Interfax/Kommersant: U.S. to stop financing nuclear safety efforts in Russia – paper
MOSCOW. April 8 (Interfax) – Washington has announced it is halting financing of work on improving the security of Russian nuclear facilities, citing its disagreement with Moscow’s actions in regard to Ukraine, national daily Kommersant reported on Tuesday.
The U.S. has suspended all work on physical protection of nuclear facilities in Russia, National Nuclear Security Administration representative Anne Harrington said, adding that 40% to 70% of the necessary equipment has been installed at facilities, but the completion of this work will have to be postponed.
The paper said that the funds allocated by the U.S. were to be spent on the installation of the latest security systems at facilities that produce nuclear materials, and at enterprises that transport highly enriched uranium and plutonium to storage sites and deployment of security systems at facilities in Ozersk and Arzamas-16.
The paper also said that the projects that the U.S. is carrying out with Russia under the updated Nunn-Lugar program will be frozen and funding that had been allocated for them has already been cut from the Department of Energy project budget for 2015. Spending on the International Material Protection and Cooperation Program has been cut by 27%.
Kommersant recalled that the Americans have spent $1.6 billion on the program to increase security at Russian nuclear facilities since 1993. Modern alarm and security systems have been installed at 50 Navy facilities, 11 deployment sites of Russia’s strategic nuclear forces and at 175 civilian nuclear enterprises. Systems for controlling the security of nuclear facilities, containers for transporting warheads and fissile materials, security systems and other equipment have also been transferred to Russia.
Much of this work was done by specialists from the Pentagon and Department of Energy under the Cooperative Threat Reduction Program proposed by senators Sam Nunn and Richard Lugar. The overall budget for the program was $8.79 billion.
However, before long the number of joint projects was reduced at Russia’s request and U.S. inspectors’ access to nuclear facilities was restricted and work was halted at sites where warheads were stored, the paper said. A temporary bilateral framework agreement was signed.

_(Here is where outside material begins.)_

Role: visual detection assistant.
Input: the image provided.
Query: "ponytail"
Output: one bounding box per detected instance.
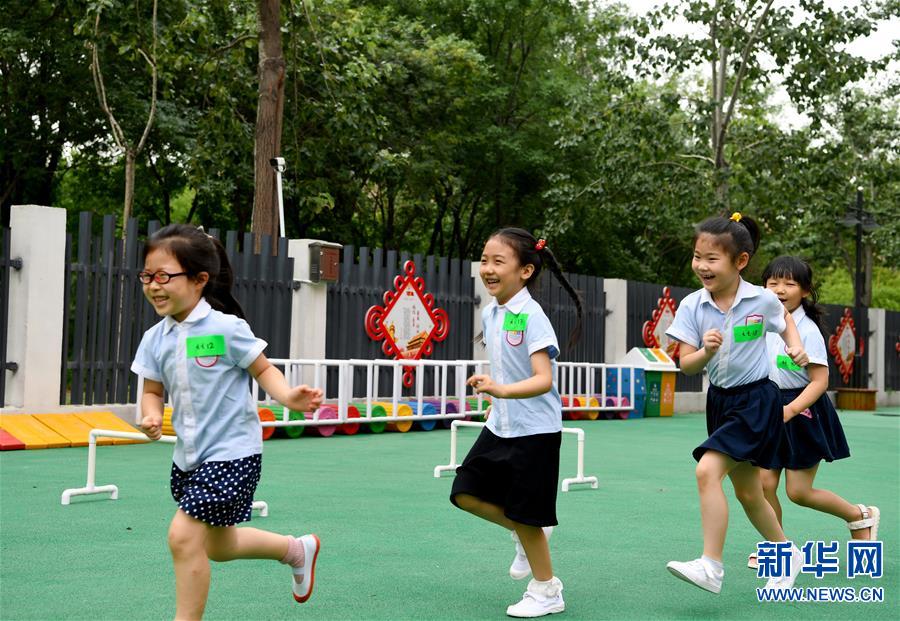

The areas of cooperation that remained at the time included tracking, control and physical protection of nuclear materials; customs control; identification, recovery, storage, security and disposal of hazardous radioactive sources; processing of excess highly enriched uranium into low-enriched uranium; and dismantling, transportation, recovery of fuel and secure storage of nuclear submarines.
All of these projects were expected to be included in a new agreement that would be signed on the basis of the framework agreement.